Dimich I, Katende R, Singh P P, Mikula S, Sonnenklar N
Department of Anesthesiology, Mount Sinai School of Medicine, New York, NY.
J Clin Anesth. 1991 Jan-Feb;3(1):40-4. doi: 10.1016/0952-8180(91)90204-z.
To evaluate and compare the preinduction effects of intravenously (IV) administered cimetidine alone and combined with metoclopramide on gastric contents and postoperative nausea and vomiting in outpatients undergoing elective surgery.

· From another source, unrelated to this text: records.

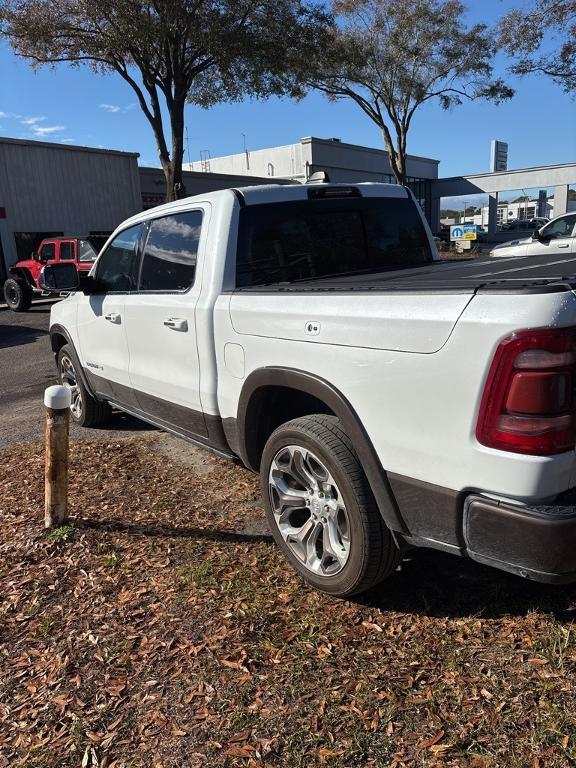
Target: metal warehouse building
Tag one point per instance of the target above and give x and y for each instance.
(49, 189)
(53, 189)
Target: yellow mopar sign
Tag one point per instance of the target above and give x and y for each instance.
(463, 232)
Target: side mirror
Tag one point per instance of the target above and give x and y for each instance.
(59, 277)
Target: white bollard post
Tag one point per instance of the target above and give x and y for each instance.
(57, 401)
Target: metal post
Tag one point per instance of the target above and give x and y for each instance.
(57, 402)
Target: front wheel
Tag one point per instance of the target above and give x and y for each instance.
(18, 294)
(85, 410)
(321, 510)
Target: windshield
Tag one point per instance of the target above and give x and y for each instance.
(313, 239)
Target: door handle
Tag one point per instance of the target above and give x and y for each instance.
(176, 323)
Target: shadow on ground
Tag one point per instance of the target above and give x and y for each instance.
(441, 585)
(429, 583)
(123, 422)
(15, 335)
(169, 531)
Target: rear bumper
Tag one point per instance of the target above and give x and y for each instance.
(536, 542)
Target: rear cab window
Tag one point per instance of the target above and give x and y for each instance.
(48, 252)
(170, 253)
(67, 250)
(86, 251)
(326, 238)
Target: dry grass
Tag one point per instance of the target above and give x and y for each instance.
(159, 628)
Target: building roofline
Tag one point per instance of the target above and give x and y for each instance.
(218, 175)
(327, 142)
(72, 147)
(361, 147)
(508, 172)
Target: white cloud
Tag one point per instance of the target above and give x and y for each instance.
(47, 130)
(114, 108)
(32, 120)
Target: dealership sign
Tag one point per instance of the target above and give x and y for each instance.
(463, 232)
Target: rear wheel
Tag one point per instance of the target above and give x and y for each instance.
(18, 294)
(85, 410)
(321, 510)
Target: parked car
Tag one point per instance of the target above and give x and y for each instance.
(558, 237)
(311, 333)
(23, 284)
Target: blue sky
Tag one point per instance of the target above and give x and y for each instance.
(73, 105)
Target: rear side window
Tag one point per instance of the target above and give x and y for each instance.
(118, 266)
(314, 239)
(169, 262)
(66, 251)
(48, 252)
(86, 251)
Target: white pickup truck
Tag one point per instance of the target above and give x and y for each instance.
(387, 399)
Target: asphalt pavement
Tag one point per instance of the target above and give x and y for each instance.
(26, 368)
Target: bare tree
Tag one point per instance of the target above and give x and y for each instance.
(542, 39)
(170, 52)
(392, 57)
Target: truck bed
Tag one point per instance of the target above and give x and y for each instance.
(533, 274)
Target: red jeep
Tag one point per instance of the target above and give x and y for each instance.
(22, 284)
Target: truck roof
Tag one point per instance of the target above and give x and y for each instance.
(268, 193)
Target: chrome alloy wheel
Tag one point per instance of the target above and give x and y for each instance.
(69, 379)
(309, 510)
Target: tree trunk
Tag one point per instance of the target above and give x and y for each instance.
(397, 158)
(175, 189)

Patients were allocated randomly to 4 groups with 20 patients in each group.
Ambulatory surgery at a university-affiliated city hospital.

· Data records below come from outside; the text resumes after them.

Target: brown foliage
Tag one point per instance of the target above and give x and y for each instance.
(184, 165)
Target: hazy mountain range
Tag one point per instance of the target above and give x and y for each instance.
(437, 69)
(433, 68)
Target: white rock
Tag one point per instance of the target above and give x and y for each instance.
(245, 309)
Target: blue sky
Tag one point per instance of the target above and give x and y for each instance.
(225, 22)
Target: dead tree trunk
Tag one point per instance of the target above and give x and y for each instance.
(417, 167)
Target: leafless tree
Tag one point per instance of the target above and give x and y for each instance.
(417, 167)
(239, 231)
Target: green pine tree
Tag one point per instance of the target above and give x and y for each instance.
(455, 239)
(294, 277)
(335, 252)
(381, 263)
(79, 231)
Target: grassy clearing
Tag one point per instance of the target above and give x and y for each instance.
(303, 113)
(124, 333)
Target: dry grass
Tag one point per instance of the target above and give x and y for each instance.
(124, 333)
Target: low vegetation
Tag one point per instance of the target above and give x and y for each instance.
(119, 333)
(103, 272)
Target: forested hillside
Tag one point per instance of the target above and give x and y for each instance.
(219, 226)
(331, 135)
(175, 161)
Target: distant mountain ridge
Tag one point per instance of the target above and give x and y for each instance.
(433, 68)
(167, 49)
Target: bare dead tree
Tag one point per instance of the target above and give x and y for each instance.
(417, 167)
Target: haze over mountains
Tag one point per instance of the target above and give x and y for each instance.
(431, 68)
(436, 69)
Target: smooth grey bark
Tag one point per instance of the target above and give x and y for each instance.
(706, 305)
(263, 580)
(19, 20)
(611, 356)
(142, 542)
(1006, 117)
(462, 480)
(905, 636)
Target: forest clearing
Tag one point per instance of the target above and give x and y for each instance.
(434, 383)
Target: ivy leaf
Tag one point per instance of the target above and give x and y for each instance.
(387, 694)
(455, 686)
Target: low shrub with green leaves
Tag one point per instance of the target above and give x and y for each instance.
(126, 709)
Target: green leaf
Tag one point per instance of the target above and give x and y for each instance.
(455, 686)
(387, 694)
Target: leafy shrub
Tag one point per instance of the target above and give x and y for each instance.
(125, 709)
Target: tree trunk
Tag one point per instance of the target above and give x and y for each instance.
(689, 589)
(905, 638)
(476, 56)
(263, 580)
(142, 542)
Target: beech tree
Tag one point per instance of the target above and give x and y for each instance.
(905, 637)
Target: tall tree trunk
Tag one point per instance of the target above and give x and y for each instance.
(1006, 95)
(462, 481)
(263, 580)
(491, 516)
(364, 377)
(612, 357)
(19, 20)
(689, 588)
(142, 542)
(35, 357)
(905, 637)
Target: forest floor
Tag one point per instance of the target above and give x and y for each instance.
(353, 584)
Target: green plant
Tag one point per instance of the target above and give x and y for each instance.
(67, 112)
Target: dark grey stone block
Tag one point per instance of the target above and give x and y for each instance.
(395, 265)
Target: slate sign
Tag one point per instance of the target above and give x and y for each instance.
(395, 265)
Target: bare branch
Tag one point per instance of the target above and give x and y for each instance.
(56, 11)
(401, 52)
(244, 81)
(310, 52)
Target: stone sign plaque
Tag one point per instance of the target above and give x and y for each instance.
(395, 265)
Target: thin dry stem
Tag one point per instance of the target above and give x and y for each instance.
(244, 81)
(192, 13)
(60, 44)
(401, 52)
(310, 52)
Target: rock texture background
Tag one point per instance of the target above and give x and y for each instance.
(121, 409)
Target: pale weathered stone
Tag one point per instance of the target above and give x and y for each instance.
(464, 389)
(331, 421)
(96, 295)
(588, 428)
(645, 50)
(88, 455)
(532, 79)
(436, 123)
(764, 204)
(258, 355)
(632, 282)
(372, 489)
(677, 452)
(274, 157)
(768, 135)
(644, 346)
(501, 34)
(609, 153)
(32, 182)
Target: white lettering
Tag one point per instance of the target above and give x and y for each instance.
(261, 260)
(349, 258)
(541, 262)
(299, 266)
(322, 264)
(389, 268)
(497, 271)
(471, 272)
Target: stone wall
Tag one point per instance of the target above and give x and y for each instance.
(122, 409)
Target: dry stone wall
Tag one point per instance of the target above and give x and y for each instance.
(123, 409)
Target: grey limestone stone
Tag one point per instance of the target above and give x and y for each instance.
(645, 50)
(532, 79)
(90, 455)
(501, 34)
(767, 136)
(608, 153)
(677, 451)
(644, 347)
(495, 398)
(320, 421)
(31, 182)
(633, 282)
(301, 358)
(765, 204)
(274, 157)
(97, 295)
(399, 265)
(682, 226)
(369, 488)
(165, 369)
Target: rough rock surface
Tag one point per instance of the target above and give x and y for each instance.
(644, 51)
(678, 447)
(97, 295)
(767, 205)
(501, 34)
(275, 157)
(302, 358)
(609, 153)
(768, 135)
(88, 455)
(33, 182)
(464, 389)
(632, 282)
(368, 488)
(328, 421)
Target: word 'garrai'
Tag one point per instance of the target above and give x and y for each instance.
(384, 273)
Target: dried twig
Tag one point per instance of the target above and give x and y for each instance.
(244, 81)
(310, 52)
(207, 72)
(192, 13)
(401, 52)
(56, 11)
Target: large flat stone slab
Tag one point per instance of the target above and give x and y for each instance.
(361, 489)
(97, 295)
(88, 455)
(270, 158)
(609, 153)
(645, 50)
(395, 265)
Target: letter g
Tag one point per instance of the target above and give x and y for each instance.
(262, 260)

Eighty patients undergoing elective gynecologic or orthopedic procedures were studied.
Outpatients in Group 1 and inpatients in Group 2 served as controls. Outpatients in Group 3 received 300 mg of cimetidine, and outpatients in Group 4 received 300 mg of cimetidine and 10 mg of metoclopramide. All drugs were administered IV as an infusion over a 15-minute period, 30 to 45 minutes prior to induction of anesthesia.

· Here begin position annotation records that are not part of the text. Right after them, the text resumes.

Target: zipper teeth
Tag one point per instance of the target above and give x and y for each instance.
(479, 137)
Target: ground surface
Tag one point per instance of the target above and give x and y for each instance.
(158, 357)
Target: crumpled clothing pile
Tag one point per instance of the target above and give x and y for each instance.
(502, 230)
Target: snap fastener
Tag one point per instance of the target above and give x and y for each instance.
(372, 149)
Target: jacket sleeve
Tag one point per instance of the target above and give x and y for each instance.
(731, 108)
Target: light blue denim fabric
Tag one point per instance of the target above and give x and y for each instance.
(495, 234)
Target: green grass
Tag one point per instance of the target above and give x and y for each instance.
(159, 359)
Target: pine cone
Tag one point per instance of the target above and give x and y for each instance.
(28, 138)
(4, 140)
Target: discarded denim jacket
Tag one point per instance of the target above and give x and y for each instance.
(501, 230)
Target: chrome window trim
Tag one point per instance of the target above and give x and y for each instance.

After induction of general anesthesia and endotracheal intubation, stomach contents were retrieved and volume and pH measured. Group 1 outpatients had a large residual gastric volume of 29.2 +/- 15.9 ml, with a very low pH of 2.32 +/- 1.23 and 15% frequency of postoperative vomiting. These patients are at high risk of developing significant pneumonitis in the event of the aspiration of gastric contents. The combination of cimetidine and metoclopramide in Group 4 provided the optimal, or safest, condition--i.e., high gastric pH [6.15 +/- 0.71 (p less than 0.005)] and low gastric volume [11.6 +/- 7.37 ml (p less than 0.001)], with no postoperative vomiting.
The combination of cimetidine and metoclopramide given to ambulatory patients during the preinductive phase may prevent severe pulmonary consequences should aspiration occur and is more effective in this regard than cimetidine alone.
评估并比较静脉注射西咪替丁单独使用及与甲氧氯普胺联合使用对择期手术门诊患者胃内容物及术后恶心呕吐的诱导前效果。
患者被随机分为4组,每组20例。
大学附属医院的门诊手术。
研究了80例接受择期妇科或骨科手术的患者。
第1组门诊患者和第2组住院患者作为对照。第3组门诊患者接受300毫克西咪替丁,第4组门诊患者接受300毫克西咪替丁和10毫克甲氧氯普胺。所有药物均在麻醉诱导前30至45分钟静脉输注,持续15分钟。
全身麻醉诱导和气管插管后,取出胃内容物并测量体积和pH值。第1组门诊患者的胃残余量较大,为29.2±15.9毫升,pH值极低,为2.32±1.23,术后呕吐发生率为15%。这些患者在胃内容物误吸时发生严重肺炎的风险很高。第4组中西咪替丁和甲氧氯普胺联合使用提供了最佳或最安全的条件,即胃pH值高[6.15±0.71(p<0.005)]和胃体积低[11.6±7.37毫升(p<0.001)],且无术后呕吐。
在诱导前期给予门诊患者西咪替丁和甲氧氯普胺联合使用,若发生误吸,可能预防严重的肺部后果,在这方面比单独使用西咪替丁更有效。